Rader's FFT

April 14, 2020

Cooley-Tukey algorithm [5] is the most common FFT algorithm. It reduces the computational time of a $N$-point DFT from $\mathcal{O}(N^2)$ to $\mathcal{O}(N\ log\ N)$ for highly composite $N$. However, when $N$ is prime, it cannot improve the computational time. Rader's FFT algorithm solves this problem. It converts a $N$-point DFT to a $N-1$ cyclic convolution. It uses some very interesting number theory to do this transformation.
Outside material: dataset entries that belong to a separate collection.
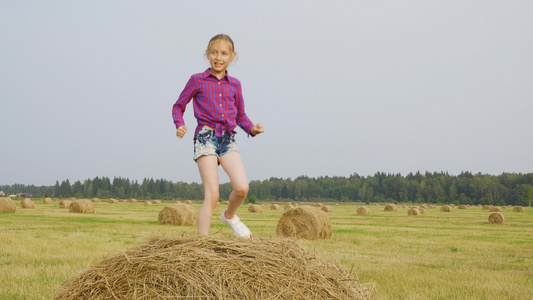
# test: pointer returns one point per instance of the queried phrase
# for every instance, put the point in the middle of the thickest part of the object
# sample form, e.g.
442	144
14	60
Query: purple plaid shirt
217	103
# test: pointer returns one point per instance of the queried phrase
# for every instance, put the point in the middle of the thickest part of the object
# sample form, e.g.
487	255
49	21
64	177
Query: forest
436	187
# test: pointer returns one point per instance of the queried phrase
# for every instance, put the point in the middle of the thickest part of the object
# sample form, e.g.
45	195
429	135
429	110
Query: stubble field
439	255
The cyclic convolution can then in turn be computed very efficiently e.g. using FFT [1]. For example, Rader's algorithm can convert a $17$-point DFT to a $16$-point cyclic convolution. The $16$-point cyclic convolution can in turn be computed very efficiently by using $16$-point FFT.

In this blog post, I will cover cyclic convolution as well as the number theory used in this algorithm, but first lets look at an example. Consider a $5$-point DFT.

\begin{align} \begin{bmatrix} y(0) \\ y(1) \\ y(2) \\ y(3) \\ y(4) \\ \end{bmatrix} = \begin{bmatrix} 1 & 1 & 1 & 1 & 1 \\ 1 & \omega & \omega^2 & \omega^3 & \omega^4 \\ 1 & \omega^2 & \omega^4 & \omega^6 & \omega^8 \\ 1 & \omega^3 & \omega^6 & \omega^9 & \omega^{12} \\ 1 & \omega^4 & \omega^8 & \omega^{12} & \omega^{16} \\ \end{bmatrix} \begin{bmatrix} x(0) \\ x(1) \\ x(2) \\ x(3) \\ x(4) \\ \end{bmatrix} \end{align}

where, $\omega = e^{\frac{-2{\pi}i}{5}}$ is the $5^{th}$ root of unity. Since, $\omega^5 = 1$, we can rewrite the above equation as,

\begin{align} \begin{bmatrix} y(0) \\ y(1) \\ y(2) \\ y(3) \\ y(4) \\ \end{bmatrix} = \begin{bmatrix} 1 & 1 & 1 & 1 & 1 \\ 1 & \omega & \omega^2 & \omega^3 & \omega^4 \\ 1 & \omega^2 & \omega^4 & \omega & \omega^3 \\ 1 & \omega^3 & \omega & \omega^4 & \omega^2 \\ 1 & \omega^4 & \omega^3 & \omega^2 & \omega \\ \end{bmatrix} \begin{bmatrix} x(0) \\ x(1) \\ x(2) \\ x(3) \\ x(4) \\ \end{bmatrix} \end{align}

We can again rewrite the computation as,

\begin{align} y(0) &= \sum_{i=0}^{4} x(i) \\ \\ \begin{bmatrix} y(1) \\ y(2) \\ y(3) \\ y(4) \\ \end{bmatrix} &= \begin{bmatrix} \omega & \omega^2 & \omega^3 & \omega^4 \\ \omega^2 & \omega^4 & \omega & \omega^3 \\ \omega^3 & \omega & \omega^4 & \omega^2 \\ \omega^4 & \omega^3 & \omega^2 & \omega \\ \end{bmatrix} \begin{bmatrix} x(1) \\ x(2) \\ x(3) \\ x(4) \\ \end{bmatrix} + \begin{bmatrix} x(0) \\ x(0) \\ x(0) \\ x(0) \\ \end{bmatrix} \end{align}

In the next two steps, we will transform the matrix on the right into a circulant matrix [1] i.e. a matrix where every row is the same as the previous row, rotated to the right by 1. Multiplication of a circulant matrix by a vector is equivalent to a circular convolution [1].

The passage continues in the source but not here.